Once out of the tunnel the route climbs back up to street level and then continues up hill towards the high street, before veering off down a side street. This side street cut through between the Highcross (shopping centre named after a part of Leicester where two Roman roads cross) and the Showcase cinema. It was getting tough, but I’d caught up with some more runners and was no longer that alone – I’d got motivation to keep on going no matter how tough it started to feel. The run through the city centre was lined with people cheering us on and I managed to overtake a few more along this bit. There’s then a few more turns as the route passes by the market and towards the start of New Walk and the 12 mile marker.
For those that don’t know, New Walk is a pedestrian path which was the first suburban walkway in Leicester in 1785 and runs from the former location of the Leicester City Council offices all the way up to De Montfort Hall (named after Simon De Montfort, the 5th Earl of Leicester who led the rebellion against King Henry III). This section is about a mile in length but it is a steady incline almost all the way with a bit part way up that levels off briefly. I’d known this was coming and I was hoping I’d made up enough time early on and not lost it later on in order to still get a PB.

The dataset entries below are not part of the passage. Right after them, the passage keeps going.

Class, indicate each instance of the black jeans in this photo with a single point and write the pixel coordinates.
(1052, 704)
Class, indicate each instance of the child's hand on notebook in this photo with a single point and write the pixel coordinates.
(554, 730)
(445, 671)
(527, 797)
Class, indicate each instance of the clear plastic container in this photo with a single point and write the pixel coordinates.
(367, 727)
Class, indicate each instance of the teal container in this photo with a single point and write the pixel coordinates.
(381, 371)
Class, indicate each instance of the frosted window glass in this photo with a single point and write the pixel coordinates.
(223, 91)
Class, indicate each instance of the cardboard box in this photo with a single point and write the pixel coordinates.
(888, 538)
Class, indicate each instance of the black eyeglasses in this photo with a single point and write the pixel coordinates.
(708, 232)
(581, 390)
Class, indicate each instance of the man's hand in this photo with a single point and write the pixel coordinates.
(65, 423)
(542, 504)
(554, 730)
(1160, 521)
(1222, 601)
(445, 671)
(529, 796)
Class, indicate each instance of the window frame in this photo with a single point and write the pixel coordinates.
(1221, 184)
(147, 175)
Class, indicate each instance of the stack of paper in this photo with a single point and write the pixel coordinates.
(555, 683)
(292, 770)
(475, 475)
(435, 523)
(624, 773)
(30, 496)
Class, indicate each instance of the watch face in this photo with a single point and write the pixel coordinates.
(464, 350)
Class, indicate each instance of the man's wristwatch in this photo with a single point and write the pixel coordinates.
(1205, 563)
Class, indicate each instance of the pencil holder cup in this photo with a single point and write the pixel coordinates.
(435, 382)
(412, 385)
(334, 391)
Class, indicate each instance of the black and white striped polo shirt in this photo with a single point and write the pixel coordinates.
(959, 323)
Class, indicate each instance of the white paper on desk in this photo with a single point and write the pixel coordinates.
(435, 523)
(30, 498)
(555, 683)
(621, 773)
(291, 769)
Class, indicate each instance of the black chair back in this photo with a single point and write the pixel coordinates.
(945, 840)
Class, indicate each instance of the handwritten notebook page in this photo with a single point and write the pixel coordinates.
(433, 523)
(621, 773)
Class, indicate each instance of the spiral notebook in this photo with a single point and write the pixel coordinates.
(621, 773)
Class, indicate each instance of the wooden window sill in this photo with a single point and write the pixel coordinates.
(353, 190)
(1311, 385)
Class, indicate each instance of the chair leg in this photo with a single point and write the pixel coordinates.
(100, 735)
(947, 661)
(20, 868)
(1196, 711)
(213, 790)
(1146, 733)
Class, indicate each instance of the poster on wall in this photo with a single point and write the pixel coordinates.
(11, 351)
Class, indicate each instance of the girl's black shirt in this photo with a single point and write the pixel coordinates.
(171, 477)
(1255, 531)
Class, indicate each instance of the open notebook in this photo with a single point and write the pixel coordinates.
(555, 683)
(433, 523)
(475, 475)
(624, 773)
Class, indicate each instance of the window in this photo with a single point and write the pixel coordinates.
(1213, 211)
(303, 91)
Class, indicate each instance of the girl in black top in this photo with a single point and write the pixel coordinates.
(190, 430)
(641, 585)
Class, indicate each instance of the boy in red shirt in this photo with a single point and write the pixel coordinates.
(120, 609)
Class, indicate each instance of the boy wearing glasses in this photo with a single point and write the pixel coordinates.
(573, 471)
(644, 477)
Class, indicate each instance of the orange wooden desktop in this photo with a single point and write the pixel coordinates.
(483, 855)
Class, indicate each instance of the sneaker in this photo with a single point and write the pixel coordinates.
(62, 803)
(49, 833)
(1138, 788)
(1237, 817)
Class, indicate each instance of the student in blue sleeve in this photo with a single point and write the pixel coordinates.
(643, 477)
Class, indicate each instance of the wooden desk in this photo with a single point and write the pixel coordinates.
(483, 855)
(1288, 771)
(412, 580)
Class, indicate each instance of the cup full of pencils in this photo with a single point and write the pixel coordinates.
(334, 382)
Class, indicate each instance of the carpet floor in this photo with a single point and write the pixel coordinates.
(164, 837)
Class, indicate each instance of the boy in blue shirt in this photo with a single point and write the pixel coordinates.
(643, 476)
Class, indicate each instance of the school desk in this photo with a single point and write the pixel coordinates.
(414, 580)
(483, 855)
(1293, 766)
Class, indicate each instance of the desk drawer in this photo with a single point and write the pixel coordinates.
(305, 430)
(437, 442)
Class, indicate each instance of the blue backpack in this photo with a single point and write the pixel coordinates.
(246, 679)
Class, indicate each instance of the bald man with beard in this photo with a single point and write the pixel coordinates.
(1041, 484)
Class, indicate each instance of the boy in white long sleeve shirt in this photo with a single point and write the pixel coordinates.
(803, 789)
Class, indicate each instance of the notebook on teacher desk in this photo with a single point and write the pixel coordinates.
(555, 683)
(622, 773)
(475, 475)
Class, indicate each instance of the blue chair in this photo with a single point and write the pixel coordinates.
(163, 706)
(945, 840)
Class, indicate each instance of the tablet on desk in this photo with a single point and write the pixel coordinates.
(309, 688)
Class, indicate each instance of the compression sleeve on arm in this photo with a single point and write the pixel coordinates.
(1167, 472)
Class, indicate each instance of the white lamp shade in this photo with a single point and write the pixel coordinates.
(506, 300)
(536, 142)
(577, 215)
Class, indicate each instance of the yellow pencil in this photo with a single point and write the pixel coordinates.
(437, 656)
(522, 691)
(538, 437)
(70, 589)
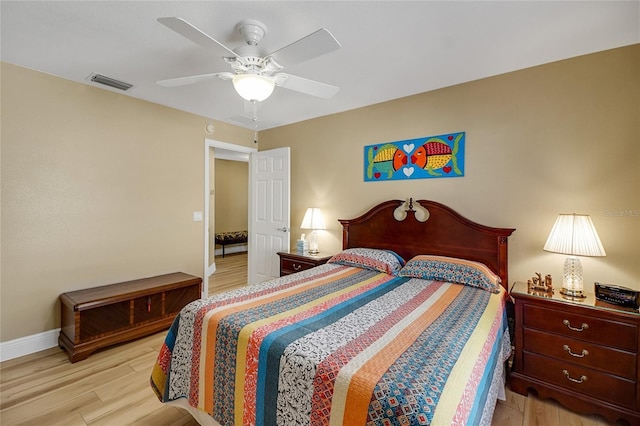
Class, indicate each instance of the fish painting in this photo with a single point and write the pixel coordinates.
(427, 157)
(436, 154)
(387, 159)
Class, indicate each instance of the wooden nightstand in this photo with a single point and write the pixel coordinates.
(583, 353)
(291, 263)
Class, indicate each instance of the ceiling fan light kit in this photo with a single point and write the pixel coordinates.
(253, 87)
(254, 75)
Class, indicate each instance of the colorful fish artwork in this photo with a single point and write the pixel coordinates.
(429, 157)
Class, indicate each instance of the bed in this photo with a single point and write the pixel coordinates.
(406, 325)
(232, 237)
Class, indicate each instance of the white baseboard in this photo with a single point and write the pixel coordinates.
(237, 248)
(28, 344)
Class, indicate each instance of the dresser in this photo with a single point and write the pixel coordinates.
(291, 263)
(581, 352)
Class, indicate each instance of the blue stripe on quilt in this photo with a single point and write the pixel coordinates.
(484, 385)
(229, 329)
(170, 341)
(275, 343)
(411, 387)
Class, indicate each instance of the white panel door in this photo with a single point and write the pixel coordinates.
(269, 186)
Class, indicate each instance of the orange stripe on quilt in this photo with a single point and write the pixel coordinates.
(356, 381)
(467, 372)
(252, 336)
(210, 329)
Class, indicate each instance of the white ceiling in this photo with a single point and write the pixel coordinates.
(390, 49)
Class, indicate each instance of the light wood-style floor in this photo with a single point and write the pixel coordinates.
(111, 387)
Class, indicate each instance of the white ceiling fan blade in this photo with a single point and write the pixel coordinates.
(252, 108)
(183, 81)
(306, 86)
(315, 44)
(187, 30)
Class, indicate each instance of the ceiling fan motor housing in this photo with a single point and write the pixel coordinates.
(252, 30)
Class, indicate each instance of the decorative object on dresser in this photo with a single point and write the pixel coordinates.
(97, 317)
(582, 353)
(290, 263)
(540, 285)
(313, 220)
(575, 235)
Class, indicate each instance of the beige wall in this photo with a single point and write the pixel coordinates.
(97, 187)
(231, 195)
(558, 138)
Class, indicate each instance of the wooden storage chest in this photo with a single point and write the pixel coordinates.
(97, 317)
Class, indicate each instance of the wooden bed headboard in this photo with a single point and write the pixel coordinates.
(428, 227)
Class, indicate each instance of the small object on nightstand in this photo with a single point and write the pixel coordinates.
(578, 352)
(537, 284)
(291, 263)
(617, 295)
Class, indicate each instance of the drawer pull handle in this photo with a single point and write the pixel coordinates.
(580, 380)
(582, 355)
(583, 327)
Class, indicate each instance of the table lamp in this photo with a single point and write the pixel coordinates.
(313, 220)
(575, 235)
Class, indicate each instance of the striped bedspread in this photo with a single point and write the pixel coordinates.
(337, 345)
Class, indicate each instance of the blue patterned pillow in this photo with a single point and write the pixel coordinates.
(453, 270)
(385, 261)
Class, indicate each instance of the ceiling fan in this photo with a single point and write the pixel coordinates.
(255, 76)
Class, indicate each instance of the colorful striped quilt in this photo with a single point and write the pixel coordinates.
(337, 345)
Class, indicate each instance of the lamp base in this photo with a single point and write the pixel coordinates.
(578, 294)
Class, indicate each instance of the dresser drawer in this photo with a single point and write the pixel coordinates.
(597, 330)
(585, 381)
(291, 266)
(582, 353)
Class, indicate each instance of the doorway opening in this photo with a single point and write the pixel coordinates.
(224, 151)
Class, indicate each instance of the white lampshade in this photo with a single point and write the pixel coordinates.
(253, 87)
(313, 220)
(575, 235)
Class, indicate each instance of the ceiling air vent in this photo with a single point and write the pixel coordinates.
(111, 82)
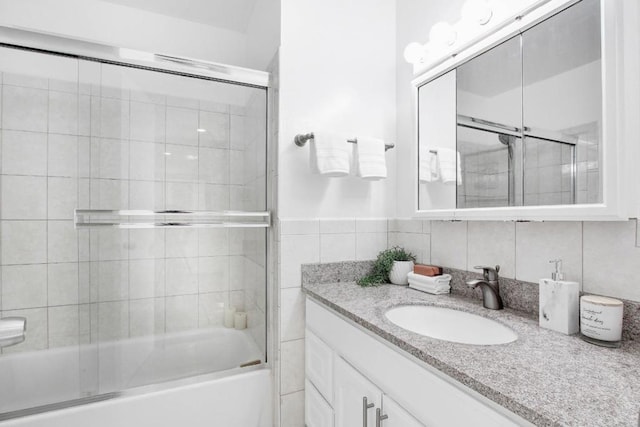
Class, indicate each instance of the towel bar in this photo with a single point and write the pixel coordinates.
(301, 139)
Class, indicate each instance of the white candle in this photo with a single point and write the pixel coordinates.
(601, 318)
(229, 313)
(240, 320)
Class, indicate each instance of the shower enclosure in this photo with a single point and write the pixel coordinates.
(133, 213)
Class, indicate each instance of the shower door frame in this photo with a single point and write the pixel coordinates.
(49, 44)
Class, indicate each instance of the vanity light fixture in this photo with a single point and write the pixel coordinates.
(476, 12)
(443, 35)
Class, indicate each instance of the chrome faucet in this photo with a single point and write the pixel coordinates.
(490, 289)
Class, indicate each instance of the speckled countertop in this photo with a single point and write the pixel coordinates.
(545, 377)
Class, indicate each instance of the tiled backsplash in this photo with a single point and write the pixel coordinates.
(601, 256)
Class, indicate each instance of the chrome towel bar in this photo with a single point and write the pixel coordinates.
(302, 138)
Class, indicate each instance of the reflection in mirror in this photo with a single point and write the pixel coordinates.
(562, 108)
(489, 105)
(488, 168)
(437, 156)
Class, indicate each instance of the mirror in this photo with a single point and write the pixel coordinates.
(527, 120)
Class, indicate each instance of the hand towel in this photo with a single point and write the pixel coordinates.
(427, 270)
(443, 279)
(370, 159)
(428, 166)
(436, 290)
(330, 154)
(449, 166)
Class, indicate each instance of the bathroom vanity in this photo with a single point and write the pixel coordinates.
(532, 115)
(543, 378)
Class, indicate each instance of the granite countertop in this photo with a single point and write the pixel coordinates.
(545, 377)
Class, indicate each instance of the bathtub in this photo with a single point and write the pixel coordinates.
(183, 379)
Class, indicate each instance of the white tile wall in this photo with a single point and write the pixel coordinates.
(66, 145)
(539, 242)
(611, 259)
(492, 243)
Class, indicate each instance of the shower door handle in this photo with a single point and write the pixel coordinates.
(365, 408)
(12, 330)
(380, 417)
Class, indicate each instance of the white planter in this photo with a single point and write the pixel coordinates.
(399, 271)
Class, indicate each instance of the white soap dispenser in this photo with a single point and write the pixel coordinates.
(559, 302)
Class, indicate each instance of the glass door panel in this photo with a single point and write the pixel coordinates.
(111, 308)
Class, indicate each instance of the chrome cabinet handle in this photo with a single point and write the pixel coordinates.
(380, 417)
(365, 407)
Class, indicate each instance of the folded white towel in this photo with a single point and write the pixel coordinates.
(330, 154)
(430, 290)
(371, 163)
(428, 167)
(449, 166)
(443, 279)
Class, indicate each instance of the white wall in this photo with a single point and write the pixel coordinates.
(337, 73)
(122, 26)
(263, 34)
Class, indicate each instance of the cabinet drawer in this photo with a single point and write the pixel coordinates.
(317, 412)
(319, 365)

My main goal for this race, and for New Walk was to not walk. It was a struggle, and at one point I caught up with another runner, though just before I passed him he cut me up to give some friends or family of his a high five. I can’t begrudge him that! Though a little after this I did hear someone cheer my name again and this was just what I needed for that one last push to get to the top of the hill.
At the top of the hill the route moves back onto the road and for the first time for this course was lined with railings to keep pedestrians away from the runners for what was approximately the last 400 or so metres. I started to pick up speed again, but found it a struggle to get up to my usual sprinting speed – so didn’t push it. As I crossed the finish line my watch read 91:06 – a new personal best!
The goodie bag for this race consisted of:
- Finisher’s medal
- Finisher’s tee
- Bottle of water
- Oat and chocolate bar
- Harribo Golden bears
- Salt and vinegar crisps
I drank a reasonable amount of the water, but poured the rest away before setting off on another run. This run was a lot slower, and a lot shorter and after 2.5 miles I decided I’d walk for a while before doing another mile of running to get back to the finish line to wait for my friend to finish. It was great to see that she was running strong, and incredibly happy that she knew she was already on target for a PB as well. I met up with her at the finish and sure enough she’d PB’d by 3 minutes – a fantastic achievement for the second half marathon in two weeks. I was so incredibly pleased for and I could tell she was so happy – that made me even happier!
My official time was 01:30:56.253 in position 132 of 2057 finishers (putting me in first top 6.5%). With only 57 seconds off a sub 90 minute time that will likely be one of my goals for 2016, so may help to shape my training post-Canalathon next year. It felt good to end my half marathons for the year with one I could say I hadn’t walked during – something I’d struggled with in the latter half of 2015. I’m now looking forward to 2016 and setting new goals.